| 研究概要 |
葉緑体の光合成酵素発生系は光化学系IIと構造的に密接な関係を持ち, 光化学系IIの光化学反応で生じた酸化当量をマンガン原子に蓄積して水の酸化分解を行う. 光化学系IIでの水酸化部位には3種類の表在性蛋白質が存在しマンガン原子の安定化, 塩素イオン, カルシウムイオンの結合等を行い効率のよい反応の進行を可能にしている. 本研究では, この酸素発生に関与する光化学系IIの反応中心結合蛋白質, マンガン原子, 表在性蛋白質を中心にしてそれらのチラコイド膜に於ける存在状態を知る目的で以下に述べる様な研究を行った.
1.表在性蛋白質の性質を調べる為にまずホウレンソウ光化学系II粒子より光化学IIの3種類の表在性蛋白質を効率よく高い収量で精製する方法を種々検討した. その結果, butanol/水二相分配とイオン交換クロマトグラフィーの併用が最も効果的である事が分った. 又, メタノールとMaclで光化学系II粒子を処理する方法を用いて3種類の表在性蛋白質を選択的に膜から遊離させる方法を開発した.

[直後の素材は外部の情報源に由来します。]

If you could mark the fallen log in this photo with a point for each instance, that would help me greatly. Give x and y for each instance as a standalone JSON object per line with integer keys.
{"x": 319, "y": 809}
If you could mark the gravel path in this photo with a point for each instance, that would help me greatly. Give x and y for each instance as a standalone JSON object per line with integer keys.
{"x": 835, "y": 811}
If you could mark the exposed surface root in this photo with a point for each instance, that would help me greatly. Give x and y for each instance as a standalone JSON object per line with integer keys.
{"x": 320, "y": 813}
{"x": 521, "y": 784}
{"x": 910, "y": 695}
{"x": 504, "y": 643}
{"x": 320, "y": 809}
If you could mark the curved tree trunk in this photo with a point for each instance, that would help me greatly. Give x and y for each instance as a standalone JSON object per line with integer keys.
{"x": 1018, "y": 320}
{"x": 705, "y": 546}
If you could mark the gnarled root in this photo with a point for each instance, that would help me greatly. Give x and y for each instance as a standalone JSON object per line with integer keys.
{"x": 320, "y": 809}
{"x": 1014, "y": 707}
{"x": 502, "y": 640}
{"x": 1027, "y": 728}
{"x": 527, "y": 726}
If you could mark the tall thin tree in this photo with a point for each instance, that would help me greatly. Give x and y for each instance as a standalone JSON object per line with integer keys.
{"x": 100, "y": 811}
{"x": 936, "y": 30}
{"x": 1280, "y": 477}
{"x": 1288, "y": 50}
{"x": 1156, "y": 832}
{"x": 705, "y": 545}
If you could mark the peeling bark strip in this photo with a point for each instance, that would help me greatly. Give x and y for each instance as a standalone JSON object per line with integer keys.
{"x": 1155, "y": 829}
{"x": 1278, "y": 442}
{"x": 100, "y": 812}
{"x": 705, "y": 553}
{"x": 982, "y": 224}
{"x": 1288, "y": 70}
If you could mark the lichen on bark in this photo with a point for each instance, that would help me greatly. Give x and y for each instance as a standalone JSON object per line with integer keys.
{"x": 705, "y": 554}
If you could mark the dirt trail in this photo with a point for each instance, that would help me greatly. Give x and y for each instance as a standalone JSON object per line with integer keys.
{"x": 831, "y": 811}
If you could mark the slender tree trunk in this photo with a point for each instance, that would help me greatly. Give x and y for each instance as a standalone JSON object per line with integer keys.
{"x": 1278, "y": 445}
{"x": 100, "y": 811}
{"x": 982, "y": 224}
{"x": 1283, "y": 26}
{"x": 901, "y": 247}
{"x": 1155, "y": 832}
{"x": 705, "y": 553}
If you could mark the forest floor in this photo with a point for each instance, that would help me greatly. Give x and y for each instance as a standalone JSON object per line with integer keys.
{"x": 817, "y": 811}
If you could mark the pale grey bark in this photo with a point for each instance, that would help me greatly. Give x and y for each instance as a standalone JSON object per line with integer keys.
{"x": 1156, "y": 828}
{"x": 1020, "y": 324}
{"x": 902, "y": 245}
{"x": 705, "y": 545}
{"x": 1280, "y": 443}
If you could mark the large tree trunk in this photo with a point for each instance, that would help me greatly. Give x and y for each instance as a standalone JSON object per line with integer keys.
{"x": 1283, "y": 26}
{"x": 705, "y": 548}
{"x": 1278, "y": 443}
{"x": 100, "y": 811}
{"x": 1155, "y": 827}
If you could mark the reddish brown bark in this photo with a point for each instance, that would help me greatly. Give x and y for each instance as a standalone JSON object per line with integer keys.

2.光化学系II標品のbutanol/水二相分配で水相に分配される表在性蛋白質及びマンガン原子の量を種々の塩濃度条件下で定量的に検討し, 光化学系IIあたり4原子存在するマンガンのうち2原子は親水的な環境にあること, その内の1原子は表在性の33-KDa蛋白質によって特異的に安定化されていること, 更に, 3つの表在性蛋白質はいずれも膜に対して独立の結合部位をもつことを明らかにした.
3.マンガン欠乏条件下で生育させたクラミドモナスのチラコイド膜で表在性33-KDa蛋白質の量と膜への結合安定性を検討した. その結果, マンガン原子は反応中心結合蛋白質と33-KDa蛋白質の界面にあって機能するが両者の結合には関与しない事が分った.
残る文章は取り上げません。